With the long-running UK Airborne Stand-Off Radar (ASTOR) competition settled during the Paris air show, industry's attention turned towards the same nation's beyond visual range air-to-air missile (BVRAAM) competition. The outcome could dramatically affect the world's long-range missile market and make or break the Eurofighter Typhoon's export prospects.
BVRAAM is a battle between a Raytheon-led team offering derivatives of its AIM-120 Advanced Medium Range Air-to-Air Missile (AMRAAM) and a Matra BAe Dynamics-led group offering the all-new Meteor.
The BVRAAM requirement is for a long-range missile with a no-escape zone several times larger than that of today's missiles. In-service date is 2008, while the bidders describe the contract value as between £750 million ($1.2 billion) and £1 billion. Range and manoeuvrability criteria require a ramjet, although arocket motor will be needed for launch and acceleration to ramjet operating speed.

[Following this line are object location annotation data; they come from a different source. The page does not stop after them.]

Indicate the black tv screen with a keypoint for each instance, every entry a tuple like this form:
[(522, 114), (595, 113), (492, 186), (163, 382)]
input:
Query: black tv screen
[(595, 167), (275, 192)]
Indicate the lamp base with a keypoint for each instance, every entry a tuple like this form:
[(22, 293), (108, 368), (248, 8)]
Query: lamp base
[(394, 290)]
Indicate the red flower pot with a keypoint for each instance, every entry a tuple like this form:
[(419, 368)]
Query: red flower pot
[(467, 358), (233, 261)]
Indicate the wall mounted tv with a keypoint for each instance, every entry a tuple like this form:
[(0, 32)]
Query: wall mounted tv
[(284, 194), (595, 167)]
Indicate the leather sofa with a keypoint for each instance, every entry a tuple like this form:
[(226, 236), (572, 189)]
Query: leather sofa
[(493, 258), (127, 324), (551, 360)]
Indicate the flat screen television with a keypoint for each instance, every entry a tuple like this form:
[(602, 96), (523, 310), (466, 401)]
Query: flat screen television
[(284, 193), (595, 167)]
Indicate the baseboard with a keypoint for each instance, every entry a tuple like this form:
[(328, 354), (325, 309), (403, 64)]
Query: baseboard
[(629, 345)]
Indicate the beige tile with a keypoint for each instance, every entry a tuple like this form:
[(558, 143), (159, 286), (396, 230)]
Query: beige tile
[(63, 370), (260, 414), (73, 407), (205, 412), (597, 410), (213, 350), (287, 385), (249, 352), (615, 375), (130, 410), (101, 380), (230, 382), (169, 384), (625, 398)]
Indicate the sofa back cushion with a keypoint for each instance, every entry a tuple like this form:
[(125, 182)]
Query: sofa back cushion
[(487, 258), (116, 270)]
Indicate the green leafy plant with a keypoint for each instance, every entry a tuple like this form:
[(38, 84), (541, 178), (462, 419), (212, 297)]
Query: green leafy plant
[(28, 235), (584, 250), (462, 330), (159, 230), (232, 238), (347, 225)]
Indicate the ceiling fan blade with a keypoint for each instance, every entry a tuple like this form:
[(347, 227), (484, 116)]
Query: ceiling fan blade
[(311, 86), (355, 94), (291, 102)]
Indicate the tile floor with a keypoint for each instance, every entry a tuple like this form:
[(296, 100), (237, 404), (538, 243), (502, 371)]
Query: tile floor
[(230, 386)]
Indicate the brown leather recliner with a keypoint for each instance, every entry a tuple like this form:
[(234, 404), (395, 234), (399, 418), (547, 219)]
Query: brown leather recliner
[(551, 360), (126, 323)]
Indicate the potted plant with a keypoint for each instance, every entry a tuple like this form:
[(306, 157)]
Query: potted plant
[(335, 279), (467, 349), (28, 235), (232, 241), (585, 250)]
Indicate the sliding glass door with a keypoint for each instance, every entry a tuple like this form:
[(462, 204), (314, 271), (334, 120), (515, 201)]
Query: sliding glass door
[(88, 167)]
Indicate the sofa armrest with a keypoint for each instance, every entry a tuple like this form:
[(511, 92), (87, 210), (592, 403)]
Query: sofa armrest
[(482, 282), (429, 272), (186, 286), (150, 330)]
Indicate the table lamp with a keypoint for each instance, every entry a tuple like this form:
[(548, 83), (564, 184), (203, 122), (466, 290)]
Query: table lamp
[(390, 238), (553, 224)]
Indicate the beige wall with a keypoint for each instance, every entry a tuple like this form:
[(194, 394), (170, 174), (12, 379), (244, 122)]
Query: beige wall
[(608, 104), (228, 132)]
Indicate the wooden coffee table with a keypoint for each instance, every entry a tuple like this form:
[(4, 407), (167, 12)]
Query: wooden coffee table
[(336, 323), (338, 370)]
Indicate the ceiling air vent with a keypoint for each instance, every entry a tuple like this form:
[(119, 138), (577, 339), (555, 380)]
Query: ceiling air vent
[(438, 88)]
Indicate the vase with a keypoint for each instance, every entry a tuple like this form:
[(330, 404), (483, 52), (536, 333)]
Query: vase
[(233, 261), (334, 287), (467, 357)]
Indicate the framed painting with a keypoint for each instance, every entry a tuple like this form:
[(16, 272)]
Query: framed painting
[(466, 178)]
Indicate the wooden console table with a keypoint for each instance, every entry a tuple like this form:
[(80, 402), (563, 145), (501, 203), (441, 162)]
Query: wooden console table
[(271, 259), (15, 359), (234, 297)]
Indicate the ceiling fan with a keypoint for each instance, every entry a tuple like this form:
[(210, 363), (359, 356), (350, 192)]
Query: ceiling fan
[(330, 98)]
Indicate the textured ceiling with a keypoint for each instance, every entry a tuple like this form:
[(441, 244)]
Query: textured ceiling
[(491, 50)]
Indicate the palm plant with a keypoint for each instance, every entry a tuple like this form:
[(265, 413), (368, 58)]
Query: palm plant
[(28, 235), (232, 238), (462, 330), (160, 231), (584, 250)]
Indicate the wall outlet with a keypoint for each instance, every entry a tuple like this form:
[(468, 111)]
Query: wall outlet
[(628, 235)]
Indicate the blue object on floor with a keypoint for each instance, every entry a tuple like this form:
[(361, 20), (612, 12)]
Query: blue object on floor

ASTOR-winner Raytheon offers a staged approach that introduces elements of the ramjet-powered Future Medium Range Air-to-Air Missile (FMRAAM) to weapons that could enter service sooner than a BVRAAM winner.
The AIM-120+, using the FMRAAM seeker and guidance section, combined with AMRAAM's propulsion section, would be followed by the Extended Range Air-to-Air Missile (ERAAM), combining the same seeker section with a dual-pulse rocket motor to boost range. Andy Head, Raytheon Systems' director of marketing, says ERAAM has 80% of FMRAAM's kinematic performance at 50% of the cost. He says the ERAAM/ FMRAAM combination fits within the UK budget.
Meteor would be developed by Eurofighter partner nations - Germany, Italy, Spain and the UK, plus Sweden, which is keen to export the Saab/British Aerospace Gripen. If the UK selects Meteor, France will join the programme - a major boost for the five nations. France requires a missile with a range greater than that of the Matra BAe Dynamics Mica and, significantly, has signalled its intent to accept the unsigned memorandum of understanding agreed by the five original partners.
Team Meteor is offering a single missile for the BVRAAM requirement. Matra BAe Dynamics Meteor programme head Peter Richardson says potential threats - such as a ramjet version of the AA-12/R-77 displayed at Paris by Russia's Vympel, if it goes into production - require the full capability.
Overshadowing technical issues is the potential impact on industry rationalisation and the USA's ability to block Eurofighter exports. Team Meteor - Matra BAe Dynamics, Alenia Marconi Systems, Casa, DaimlerChrysler Aerospace's (Dasa) LFK and Saab - argues that it will be difficult to maintain a European missile capability if Meteor is unsuccessful. Raytheon counters that design authority for its AMRAAM developments will be transferred to the UK and that Europe will have an opportunity to share in the programme.
US defence secretary William Cohen and the US State Department have tried to ease exportability concerns, although Congress could still stop Eurofighter sales if AMRAAM or its derivatives are included in the package. Eurofighter managing director Brian Phillipson argues that the only way to ensure that exports cannot be blocked is to offer Typhoon with both missiles. An embargo is unlikely on a Eurofighter sale with US missiles if the customer can simply change to a European weapon.
Kick starting consolidation
A Meteor win could kick-start European missile consolidation, which programmes such as the Trigat anti-tank missile and the naval Principal Anti-Air Missile System (PAAMS) have failed to achieve. The merger of Matra and Aerospatiale has rolled the latter's missile business into Matra BAe Dynamics. Meanwhile BAe's takeover of Marconi Electronic Systems opens the possibility of a merger between the two principal players - Matra BAe Dynamics and Alenia Marconi Systems. Saab is already 35% owned by BAe while the UK giant also owns 30% of LFK. The last Team Meteor member, Casa, is merging with Dasa.
A Raytheon win could mean greater co-operation between the UK and USA in missile development, says Raytheon Missile Systems vice-president Jerry Lockhard. He believes that the US Air Force will buy ERAAM/FMRAAM if selected by the UK and will also seek a deal to leverage technology between the two nations' missile programmes beyond 2010.